Colorado Legislature Becomes First to Authorize Uber, but Problems are Far from Over
Yesterday Colorado’s legislature passed the first bill in the country to authorize and regulate Uber and Lyft, two of the new technology companies that have recently sprung up connecting drivers with passengers.
Ridesharing has been available in Colorado since September of last year, when Lyft officially began offering services in Denver.
In theory the two companies merely provide apps connecting supply with demand. But in practice they have been able to act as unregulated cab companies, without being required to follow the laws and regulations (and carry the subsequent overhead costs) that cabs do.
As Matt Stoller points out, Uber has actively been lobbying to do business in places with regulated cab markets, attempting to destroy those markets:
A healthy cab ecosystem relies on expectations of a market (with price-fixing by political authorities, mostly taxi commissions). There have to be people trying to hail cabs, and cabs driving around to find customers. As more people use Uber, there will be fewer people trying to hail cabs, and fewer cabs picking up people, which will lead to reduced expectations cabs will be available, and so on and so forth. Gradually the ‘open cab market’ will be displaced by a closed Uber service. I’ve already noticed it’s harder to hail cabs where I live, capacity is often taken up by Uber riders.
The new Colorado legislation requires Uber and Lyft to screen drivers more carefully, and as of January 1 of next year provide primary insurance for drivers.

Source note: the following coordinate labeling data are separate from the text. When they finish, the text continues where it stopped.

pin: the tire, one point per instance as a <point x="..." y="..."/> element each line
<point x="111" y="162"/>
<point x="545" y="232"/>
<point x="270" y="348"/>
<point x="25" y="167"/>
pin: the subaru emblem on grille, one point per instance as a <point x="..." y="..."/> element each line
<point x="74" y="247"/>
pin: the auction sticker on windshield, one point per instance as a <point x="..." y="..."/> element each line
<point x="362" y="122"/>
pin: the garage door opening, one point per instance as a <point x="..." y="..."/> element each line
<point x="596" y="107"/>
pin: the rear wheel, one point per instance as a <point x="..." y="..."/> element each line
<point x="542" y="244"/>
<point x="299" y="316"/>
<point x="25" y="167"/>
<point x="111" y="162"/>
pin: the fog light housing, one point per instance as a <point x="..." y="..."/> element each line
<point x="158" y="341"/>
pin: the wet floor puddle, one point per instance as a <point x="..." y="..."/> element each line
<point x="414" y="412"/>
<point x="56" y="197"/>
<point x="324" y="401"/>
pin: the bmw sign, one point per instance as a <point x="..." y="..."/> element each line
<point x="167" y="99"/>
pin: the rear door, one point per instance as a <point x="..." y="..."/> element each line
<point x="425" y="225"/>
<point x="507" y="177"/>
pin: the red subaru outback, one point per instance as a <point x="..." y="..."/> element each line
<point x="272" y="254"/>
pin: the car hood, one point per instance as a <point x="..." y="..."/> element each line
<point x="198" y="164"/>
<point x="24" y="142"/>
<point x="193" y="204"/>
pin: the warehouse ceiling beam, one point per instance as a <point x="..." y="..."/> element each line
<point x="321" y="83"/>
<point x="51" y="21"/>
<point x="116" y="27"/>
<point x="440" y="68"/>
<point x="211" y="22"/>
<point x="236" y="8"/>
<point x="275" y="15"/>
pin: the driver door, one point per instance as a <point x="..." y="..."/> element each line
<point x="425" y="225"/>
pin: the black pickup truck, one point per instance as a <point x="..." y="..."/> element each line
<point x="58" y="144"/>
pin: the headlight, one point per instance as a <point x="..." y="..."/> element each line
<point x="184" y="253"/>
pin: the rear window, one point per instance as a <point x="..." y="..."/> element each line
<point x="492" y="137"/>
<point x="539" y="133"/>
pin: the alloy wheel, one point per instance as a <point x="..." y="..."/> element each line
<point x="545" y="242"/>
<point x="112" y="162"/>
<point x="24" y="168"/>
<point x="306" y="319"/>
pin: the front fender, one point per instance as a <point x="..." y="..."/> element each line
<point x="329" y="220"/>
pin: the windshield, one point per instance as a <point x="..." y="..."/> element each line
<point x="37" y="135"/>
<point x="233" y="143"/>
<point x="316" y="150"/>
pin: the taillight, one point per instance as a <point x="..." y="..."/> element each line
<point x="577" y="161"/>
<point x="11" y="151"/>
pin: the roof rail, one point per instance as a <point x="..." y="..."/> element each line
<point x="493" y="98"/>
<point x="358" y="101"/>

Until now, they have offered secondary insurance after the driver’s own kicks in, and only when the driver is carrying a passenger.
The new regulations, however, don’t address the larger problem that Uber is presenting in cab markets across the country, thanks to its budding monopoly. On Valentine’s day this year they sent a controversial text message to drivers, telling them to stay home — and drive up prices.
“Some passengers have paid hundreds of dollars to go a few miles on exceptionally busy nights” according to Business Insider.
Furthermore, you have to have a smart phone and a credit card to use Uber. With cabs driven out of the marketplace, that puts service out of reach of people who don’t have smart phones and credit cards — namely, the poor and minorities.
Uber is also exerting almost feudal power over their drivers. As Stoller notes, they’ve recently started a financing program to help drivers purchase vehicles:
And let’s be clear, when a company offers low cost financing for capital investment for independent contractors and controls all aspects of the transaction and customer relationship, these are no longer independent contractors. They are employees. Only in this case, they are employees who have taken on debt to work for Uber. Uber has figured out that it is cheaper to trick people into thinking they are independent contractors and get them to risk their capital. Then Uber can happily take the profits. I guarantee you, if Uber thought its capital would be best used to run a fleet of cars, it would simply hire people straight out to be drivers. That it’s not doing that suggests something.
With their new legislation, Colorado is beginning to impose some of the same costs and responsibilities on Uber (like carrying insurance) that cab companies have to bear. But it doesn’t seem like cab companies will be able to compete with this business model much longer, leaving the public at the mercy of Uber’s monopoly-sized algorithm that is something less than transparent.
But Uber is just one of the new tech companies that has been able to establish a virtual monopoly faster than regulators can catch up with them, wiping out entire industries in the process. (Google’s monopoly over online advertising is another.) The Colorado legislature may be the first to take action and regulate these companies, but the problems and controversies they present are far from over.